We’ve also seen multiple versions of refund fraud in recent years, including automated attacks from crooks who’ve gone out of their way to get access to innocent users’ online tax submission accounts.

In May 2015, crooks used an online IRS system called Get Transcript to probe for taxpayers’ personal information that they could then use in refund fraud.

That system didn’t actually have anything to do with the system used to file taxes or get refunds. Rather, it was a reference portal used for retrieving returns from past years.

But that’s just what crooks needed to file fraudulent returns for this year.

They struck again with that type of attack a few weeks ago, with a PIN-stealing attack on the IRS that affected 100,000 taxpayers.

This time, the crooks used a list of known SSNs to try to get access to the IRS’s Get My Electronic Filing PIN portal.

How to spot tax phishers

If you get an unsolicited message that’s purportedly from the IRS or an associated organization, be suspicious.

The IRS generally doesn’t initiate contact with taxpayers by email, text or social media to request personal or financial information, the agency stressed.

These official-looking electronic communications often ask taxpayers to update important information by clicking on a link. Those links may be masked to appear like they’re linked to official pages, but they’re just heading for trouble. Don’t click on them.
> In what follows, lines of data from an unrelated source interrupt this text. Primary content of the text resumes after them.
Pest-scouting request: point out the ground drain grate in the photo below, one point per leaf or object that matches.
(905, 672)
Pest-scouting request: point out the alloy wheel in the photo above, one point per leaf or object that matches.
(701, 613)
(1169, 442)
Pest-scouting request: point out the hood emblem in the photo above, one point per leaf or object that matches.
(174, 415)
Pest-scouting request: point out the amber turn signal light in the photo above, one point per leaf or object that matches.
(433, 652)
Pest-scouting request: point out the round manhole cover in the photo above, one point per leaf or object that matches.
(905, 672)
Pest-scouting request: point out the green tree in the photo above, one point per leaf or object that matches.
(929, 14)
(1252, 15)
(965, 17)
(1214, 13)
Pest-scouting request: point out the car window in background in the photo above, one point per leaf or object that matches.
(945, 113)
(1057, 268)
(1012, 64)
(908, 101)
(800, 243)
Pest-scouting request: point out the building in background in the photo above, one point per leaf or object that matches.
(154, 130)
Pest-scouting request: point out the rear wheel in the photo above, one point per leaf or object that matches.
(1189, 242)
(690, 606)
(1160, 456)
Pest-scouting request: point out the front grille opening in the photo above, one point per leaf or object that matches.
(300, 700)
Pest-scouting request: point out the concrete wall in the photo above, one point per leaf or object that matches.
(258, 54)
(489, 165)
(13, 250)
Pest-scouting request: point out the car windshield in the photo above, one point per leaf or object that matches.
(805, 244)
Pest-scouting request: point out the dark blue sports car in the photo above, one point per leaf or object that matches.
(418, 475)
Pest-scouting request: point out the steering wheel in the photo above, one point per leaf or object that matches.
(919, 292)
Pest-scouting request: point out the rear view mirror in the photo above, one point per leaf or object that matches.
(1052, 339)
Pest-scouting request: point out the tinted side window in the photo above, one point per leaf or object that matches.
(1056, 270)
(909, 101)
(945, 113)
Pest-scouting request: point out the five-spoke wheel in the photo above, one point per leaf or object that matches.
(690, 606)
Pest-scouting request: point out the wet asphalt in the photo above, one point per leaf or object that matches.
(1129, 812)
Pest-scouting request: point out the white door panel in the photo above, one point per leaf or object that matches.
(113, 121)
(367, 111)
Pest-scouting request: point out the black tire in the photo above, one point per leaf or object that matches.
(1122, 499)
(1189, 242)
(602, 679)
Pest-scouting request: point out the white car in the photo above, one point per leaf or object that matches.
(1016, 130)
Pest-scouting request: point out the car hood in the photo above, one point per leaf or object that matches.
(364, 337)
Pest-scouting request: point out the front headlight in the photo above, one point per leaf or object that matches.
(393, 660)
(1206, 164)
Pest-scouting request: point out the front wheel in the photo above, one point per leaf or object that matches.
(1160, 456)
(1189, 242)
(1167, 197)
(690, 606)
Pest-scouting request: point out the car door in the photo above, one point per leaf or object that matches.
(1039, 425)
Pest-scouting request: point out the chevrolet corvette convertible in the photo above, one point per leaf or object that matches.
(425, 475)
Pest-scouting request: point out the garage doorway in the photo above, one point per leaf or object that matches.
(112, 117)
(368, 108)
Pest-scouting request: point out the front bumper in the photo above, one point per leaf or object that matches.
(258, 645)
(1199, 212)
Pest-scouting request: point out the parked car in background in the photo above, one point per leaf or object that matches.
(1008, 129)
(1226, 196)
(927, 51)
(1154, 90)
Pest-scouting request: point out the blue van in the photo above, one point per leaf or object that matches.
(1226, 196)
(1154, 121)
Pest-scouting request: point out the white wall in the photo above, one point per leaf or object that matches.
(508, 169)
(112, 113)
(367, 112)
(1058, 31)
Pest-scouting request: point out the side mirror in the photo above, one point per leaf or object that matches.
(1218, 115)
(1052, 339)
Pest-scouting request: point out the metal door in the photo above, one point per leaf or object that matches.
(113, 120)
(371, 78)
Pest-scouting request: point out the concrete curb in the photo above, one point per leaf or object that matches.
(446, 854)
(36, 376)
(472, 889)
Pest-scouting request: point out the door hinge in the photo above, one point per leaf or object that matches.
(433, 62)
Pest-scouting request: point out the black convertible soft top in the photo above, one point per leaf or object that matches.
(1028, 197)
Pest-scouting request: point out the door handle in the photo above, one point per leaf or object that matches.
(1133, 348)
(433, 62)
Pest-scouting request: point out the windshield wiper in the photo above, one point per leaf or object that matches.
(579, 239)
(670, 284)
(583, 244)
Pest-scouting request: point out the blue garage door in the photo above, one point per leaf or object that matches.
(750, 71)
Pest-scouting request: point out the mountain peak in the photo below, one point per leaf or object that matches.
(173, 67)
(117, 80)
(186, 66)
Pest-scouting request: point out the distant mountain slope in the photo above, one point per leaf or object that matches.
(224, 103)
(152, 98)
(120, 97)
These are some of the subject lines and requests the IRS is seeing in these scams:

  • Confirm your personal information.
  • Get my IP PIN.
  • Get my E-file PIN.
  • Order a transcript.
  • Complete your tax return information.
  • Variations about people’s tax refunds.
  • Update your filing details, which can include references to W-2.

You can report these scams by sending the messages to phishing@irs.gov.

Image of Phishing courtesy of Shutterstock.com

4 Comments

Well/placed commonsensical warning HOWEVER the headline is very misleading, rather like the worst British tabloid journalism. Do the math!!! How many reports are involved. Look at the actual numbers, not some explosive misleading percentage figure. Second, if you like percentages, what is the percentage of actual returns filed during the same period. In brief, the warning about any hacking and phishing is welcome, but don’t get silly!

I think the headline is perfectly reasonable. The IRS did indeed “report a 400% increase,” as you will see if you read the report we link to. It’s in the IRS’s very first sentence, in fact.

Remember that the “%” sign means simply “/100” (that’s where the stroke and the little zeros in the ligature come from, by the way), so 400% is the same as writing 4, and “a 400% increase” is the same as writing “four times as many”. And that’s indeed what the arithmetic (it’s not really mathematics) suggests: 1024 reports in January compared to 254 a year ago, and 1024/254 is just a shade over 4. That’s “four times as many.”

Similarly, six weeks in 2016 has given 1389 incidents, which is about 230/week. 52 weeks in 2015 produced 2748, about 50 per week. Which is just over “a 400% increase.” For what it’s worth, 2015’s total incidents showed a 200% increase over 2014.

I get your point that the percentage of all returns filed in January this year may end up higher than last year, thus front-loading the fraud attempts, but I think that the “fourfold increase” is a reasonable claim for the IRS to have made, and for us to have reported that it made, if you look at the actual numbers.